Mary Caitlin Stevenson Wilcoxson, Samantha Louise Johnson, Veronika Pribyslavska, James Mathew Green and Eric Kyle O’Neal
Runners are unlikely to consume fluid during training bouts increasing the importance of recovery rehydration efforts. This study assessed urine specific gravity (USG) responses following runs in the heat with different recovery fluid intake volumes. Thirteen male runners completed 3 evening running sessions resulting in approximately 2,200 ± 300 ml of sweat loss (3.1 ± 0.4% body mass) followed by a standardized dinner and breakfast. Beverage fluid intake (pre/postbreakfast) equaled 1,565/2,093 ml (low; L), 2,065/2,593 ml (moderate; M) and 2,565/3,356 mL (high; H). Voids were collected in separate containers. Increased urine output resulted in no differences (p > .05) in absolute mean fluid retention for waking or first postbreakfast voids. Night void averages excluding the first void postrun (1.025 ± 0.008; 1.013 ± 0.008; 1.006 ± 0.003), first morning (1.024 ± 0.004; 1.015 ± 0.005; 1.014 ± 0.005), and postbreakfast (1.022 ± 0.007; 1.014 ± 0.007; 1.008 ± 0.003) USG were higher (p < .05) for L versus M and H respectively and more clearly differentiated fluid intake volume between L and M than color or thirst sensation.
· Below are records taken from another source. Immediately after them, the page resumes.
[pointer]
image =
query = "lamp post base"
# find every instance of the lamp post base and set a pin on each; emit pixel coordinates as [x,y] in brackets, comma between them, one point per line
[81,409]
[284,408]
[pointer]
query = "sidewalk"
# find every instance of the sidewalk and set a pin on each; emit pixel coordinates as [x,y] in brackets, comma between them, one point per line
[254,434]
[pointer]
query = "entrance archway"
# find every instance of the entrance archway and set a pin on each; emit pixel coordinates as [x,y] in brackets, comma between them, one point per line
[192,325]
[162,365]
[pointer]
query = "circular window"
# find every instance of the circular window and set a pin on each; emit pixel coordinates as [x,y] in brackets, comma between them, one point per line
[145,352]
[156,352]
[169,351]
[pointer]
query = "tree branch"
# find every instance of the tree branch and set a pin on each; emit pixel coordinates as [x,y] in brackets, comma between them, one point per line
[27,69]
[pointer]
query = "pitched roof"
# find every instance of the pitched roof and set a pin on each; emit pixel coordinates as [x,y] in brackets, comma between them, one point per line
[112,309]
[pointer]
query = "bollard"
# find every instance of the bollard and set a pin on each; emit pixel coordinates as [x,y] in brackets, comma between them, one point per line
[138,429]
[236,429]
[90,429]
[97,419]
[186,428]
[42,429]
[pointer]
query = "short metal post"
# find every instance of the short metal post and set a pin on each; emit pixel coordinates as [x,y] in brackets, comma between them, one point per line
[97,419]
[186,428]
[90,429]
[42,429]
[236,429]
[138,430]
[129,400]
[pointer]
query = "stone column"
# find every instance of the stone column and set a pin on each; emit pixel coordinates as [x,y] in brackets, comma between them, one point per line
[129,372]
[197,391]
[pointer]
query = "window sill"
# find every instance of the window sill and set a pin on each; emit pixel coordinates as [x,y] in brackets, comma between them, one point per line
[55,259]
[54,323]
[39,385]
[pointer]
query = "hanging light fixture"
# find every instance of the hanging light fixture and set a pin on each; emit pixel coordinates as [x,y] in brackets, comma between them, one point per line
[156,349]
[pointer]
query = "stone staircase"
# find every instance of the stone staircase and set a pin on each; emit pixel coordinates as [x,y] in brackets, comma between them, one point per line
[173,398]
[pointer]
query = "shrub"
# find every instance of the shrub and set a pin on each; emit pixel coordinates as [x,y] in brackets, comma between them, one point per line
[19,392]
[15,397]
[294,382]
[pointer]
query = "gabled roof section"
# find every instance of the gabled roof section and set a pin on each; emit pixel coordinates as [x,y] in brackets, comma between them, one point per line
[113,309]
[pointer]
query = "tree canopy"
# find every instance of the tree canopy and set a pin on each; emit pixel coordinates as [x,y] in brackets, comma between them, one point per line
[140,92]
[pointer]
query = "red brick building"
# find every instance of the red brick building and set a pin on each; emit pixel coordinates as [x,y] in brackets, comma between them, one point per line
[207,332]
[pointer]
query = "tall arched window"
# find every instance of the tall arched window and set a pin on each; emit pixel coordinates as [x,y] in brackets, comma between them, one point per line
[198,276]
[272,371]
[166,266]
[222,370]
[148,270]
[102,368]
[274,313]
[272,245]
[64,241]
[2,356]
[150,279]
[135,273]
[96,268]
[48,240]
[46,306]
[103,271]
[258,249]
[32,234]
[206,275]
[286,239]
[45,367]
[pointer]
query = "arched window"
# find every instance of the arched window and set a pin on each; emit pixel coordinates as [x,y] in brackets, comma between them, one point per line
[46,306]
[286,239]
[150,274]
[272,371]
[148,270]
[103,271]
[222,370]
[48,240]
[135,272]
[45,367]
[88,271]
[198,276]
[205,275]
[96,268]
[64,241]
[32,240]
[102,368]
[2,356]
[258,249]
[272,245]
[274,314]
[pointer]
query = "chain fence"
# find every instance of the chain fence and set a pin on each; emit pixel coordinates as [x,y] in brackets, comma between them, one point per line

Waking (r = -0.66) and postbreakfast (r = -0.71) USG were both significantly correlated (p < .001) with fluid replacement percentage, but not absolute fluid retention. Fluid intake M was reported as most similar to normal consumption (5.6 ± 1.0 on 0–10 scale) after breakfast and equaled 122 ± 16% of sweat losses. Retention data suggests consumption above this level is not warranted or actually practiced by most runners drinking ad libitum, but that periodic prerun USG assessment may be useful for coaches to detect runners that habitually consume low levels of fluids between training bouts in warm seasons.